Guitar
If there’s an F Hole, then a foreign object lay concealed –
well, there wasn’t and there was – a little victory
in an arousing sweet and sour musk,
something to keep, breathe in deep, to make you feel
good on those bitter Scottish Winter nights.
There’s a cheap blue transistor radio; a record player, too –
a hand me down after they’d bought something new.
You’d lift the teak veneer plywood lid
and stack your old MFP and Contour knock offs,
bought cheap from Woolworths
and she’d say the mono needle would wreck the grooves,
skip tracks, repeat and stick, locked in by use,
but she was wrong – and one by one, they’d clatter,
clack-drop needled as they toppled onto the spinning platter.
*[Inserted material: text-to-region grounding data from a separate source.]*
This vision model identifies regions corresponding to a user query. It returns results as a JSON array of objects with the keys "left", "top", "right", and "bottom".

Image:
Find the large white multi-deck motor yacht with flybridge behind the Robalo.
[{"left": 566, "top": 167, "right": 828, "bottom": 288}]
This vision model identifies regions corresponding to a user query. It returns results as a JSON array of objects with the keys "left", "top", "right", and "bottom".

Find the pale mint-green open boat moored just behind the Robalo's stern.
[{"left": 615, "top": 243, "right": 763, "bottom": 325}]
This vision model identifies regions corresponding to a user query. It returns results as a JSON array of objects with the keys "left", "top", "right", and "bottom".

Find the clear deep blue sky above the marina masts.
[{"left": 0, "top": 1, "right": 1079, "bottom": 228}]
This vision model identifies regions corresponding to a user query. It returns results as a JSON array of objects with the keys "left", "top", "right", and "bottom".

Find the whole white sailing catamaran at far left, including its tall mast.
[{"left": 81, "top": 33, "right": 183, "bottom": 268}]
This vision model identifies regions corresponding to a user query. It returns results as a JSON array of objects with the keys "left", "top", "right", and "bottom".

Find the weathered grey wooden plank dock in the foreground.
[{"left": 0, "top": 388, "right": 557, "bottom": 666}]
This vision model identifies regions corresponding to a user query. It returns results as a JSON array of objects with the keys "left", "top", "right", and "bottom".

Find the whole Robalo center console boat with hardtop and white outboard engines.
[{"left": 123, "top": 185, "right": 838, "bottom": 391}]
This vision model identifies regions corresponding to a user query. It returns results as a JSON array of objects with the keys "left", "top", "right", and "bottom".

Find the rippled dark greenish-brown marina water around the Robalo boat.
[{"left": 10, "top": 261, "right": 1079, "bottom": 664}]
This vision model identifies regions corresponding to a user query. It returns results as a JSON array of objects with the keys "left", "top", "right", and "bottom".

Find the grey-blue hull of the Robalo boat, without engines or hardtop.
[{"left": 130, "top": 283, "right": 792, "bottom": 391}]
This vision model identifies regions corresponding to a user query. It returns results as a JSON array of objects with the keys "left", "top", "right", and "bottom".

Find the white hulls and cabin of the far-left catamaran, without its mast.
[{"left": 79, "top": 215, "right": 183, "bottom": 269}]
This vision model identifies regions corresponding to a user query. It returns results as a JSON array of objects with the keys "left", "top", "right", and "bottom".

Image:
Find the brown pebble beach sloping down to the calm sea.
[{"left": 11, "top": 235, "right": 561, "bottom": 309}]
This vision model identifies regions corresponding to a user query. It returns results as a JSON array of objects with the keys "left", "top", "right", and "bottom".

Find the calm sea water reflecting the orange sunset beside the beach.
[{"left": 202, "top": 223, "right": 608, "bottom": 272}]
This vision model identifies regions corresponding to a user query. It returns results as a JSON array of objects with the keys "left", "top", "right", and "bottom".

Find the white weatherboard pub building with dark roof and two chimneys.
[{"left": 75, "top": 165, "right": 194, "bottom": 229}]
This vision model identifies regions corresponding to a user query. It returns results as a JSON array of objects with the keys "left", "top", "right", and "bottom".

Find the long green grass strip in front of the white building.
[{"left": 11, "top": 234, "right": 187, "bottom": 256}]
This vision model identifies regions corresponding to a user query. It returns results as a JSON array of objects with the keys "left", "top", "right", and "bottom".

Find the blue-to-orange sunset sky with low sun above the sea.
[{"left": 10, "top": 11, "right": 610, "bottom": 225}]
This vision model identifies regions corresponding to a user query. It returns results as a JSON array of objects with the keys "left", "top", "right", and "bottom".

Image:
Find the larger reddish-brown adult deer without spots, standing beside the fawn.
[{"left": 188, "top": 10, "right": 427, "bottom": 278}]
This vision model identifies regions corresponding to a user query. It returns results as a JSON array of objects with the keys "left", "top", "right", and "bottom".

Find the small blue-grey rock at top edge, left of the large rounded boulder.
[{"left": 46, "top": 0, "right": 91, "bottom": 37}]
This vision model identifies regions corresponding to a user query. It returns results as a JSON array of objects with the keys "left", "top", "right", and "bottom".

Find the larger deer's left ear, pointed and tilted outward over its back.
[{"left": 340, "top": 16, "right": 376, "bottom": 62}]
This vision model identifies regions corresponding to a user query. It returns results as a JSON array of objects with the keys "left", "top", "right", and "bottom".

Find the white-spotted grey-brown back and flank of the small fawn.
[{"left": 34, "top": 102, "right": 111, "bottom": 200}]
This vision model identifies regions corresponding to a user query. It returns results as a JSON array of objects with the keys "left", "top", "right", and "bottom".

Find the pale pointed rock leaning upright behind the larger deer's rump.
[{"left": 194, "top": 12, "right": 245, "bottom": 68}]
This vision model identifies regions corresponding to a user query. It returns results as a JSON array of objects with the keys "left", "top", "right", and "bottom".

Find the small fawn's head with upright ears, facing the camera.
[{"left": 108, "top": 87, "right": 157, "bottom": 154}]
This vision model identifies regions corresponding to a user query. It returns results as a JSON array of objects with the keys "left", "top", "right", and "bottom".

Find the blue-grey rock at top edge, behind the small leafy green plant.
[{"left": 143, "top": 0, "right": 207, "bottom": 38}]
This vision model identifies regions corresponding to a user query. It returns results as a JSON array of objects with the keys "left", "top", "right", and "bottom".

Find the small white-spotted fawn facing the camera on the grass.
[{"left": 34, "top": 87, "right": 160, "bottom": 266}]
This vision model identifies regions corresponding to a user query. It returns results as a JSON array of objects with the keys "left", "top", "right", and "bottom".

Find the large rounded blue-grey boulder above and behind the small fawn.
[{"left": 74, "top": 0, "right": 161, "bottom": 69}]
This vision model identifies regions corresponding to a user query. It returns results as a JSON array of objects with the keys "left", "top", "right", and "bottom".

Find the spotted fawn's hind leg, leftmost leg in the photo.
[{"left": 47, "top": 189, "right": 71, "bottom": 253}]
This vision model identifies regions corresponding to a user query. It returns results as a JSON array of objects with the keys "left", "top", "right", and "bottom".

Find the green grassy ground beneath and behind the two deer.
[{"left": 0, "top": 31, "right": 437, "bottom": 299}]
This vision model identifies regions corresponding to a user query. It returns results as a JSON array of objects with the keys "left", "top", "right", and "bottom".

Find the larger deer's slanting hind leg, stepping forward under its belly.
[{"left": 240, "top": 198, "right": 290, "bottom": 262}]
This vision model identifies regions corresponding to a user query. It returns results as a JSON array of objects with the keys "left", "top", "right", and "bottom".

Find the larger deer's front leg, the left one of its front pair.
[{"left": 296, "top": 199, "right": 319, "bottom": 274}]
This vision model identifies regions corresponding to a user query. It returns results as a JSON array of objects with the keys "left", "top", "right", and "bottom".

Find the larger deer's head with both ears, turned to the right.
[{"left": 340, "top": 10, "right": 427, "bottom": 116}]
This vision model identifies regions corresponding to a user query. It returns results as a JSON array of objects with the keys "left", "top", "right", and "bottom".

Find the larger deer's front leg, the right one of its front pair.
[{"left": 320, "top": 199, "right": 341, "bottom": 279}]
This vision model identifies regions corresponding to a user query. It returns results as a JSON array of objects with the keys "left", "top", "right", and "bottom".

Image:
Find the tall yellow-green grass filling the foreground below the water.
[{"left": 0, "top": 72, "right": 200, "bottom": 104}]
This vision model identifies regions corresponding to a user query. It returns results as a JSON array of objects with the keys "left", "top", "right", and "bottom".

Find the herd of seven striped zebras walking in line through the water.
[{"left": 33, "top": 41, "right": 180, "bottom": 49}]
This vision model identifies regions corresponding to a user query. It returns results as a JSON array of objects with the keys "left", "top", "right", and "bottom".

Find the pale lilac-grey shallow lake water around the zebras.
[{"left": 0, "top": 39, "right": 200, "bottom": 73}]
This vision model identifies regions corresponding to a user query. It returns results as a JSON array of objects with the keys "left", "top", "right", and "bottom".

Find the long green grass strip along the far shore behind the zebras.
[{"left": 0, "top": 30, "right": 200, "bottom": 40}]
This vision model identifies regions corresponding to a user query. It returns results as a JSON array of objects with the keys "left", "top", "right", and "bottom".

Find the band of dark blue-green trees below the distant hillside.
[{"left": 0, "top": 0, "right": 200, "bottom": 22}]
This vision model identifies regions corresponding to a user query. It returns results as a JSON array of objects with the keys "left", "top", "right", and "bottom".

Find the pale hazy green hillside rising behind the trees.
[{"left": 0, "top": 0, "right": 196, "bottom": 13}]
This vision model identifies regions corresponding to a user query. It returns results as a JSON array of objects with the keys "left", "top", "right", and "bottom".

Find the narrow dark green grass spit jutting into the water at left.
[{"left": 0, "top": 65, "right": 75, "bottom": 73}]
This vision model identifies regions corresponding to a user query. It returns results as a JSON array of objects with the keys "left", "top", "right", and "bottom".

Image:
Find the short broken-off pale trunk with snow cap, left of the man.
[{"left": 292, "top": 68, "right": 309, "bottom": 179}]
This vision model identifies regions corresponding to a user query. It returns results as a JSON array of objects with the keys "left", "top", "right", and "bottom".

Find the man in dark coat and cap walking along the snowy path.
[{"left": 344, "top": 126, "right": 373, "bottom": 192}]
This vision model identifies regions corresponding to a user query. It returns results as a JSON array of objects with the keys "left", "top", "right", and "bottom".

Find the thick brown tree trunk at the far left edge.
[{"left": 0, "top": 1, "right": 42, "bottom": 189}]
He was no conjurer, was he? Put a plug, you’d entreat,
and dodge the flying fish or feet that would greet
such an impertinent request. Still, Uncle Fred
accepted the challenge and gladly hooked you up.
But the best and worst of times by far, an ancient guitar
she’d donated; its repaired neck, steel strings, over-raised
nut
that caused many a bruise and threatened deep cuts
as you tried in vain to shape a chord.
That time she’d caught you miming one day,
shook scoffing head, said why you don’t learn to play
is beyond her. But, then again, many things were.
Eventually it stood it in a corner waiting better times,
and concealed there in nylon, buried deep inside a soundhole
–
something for the weekend, you know?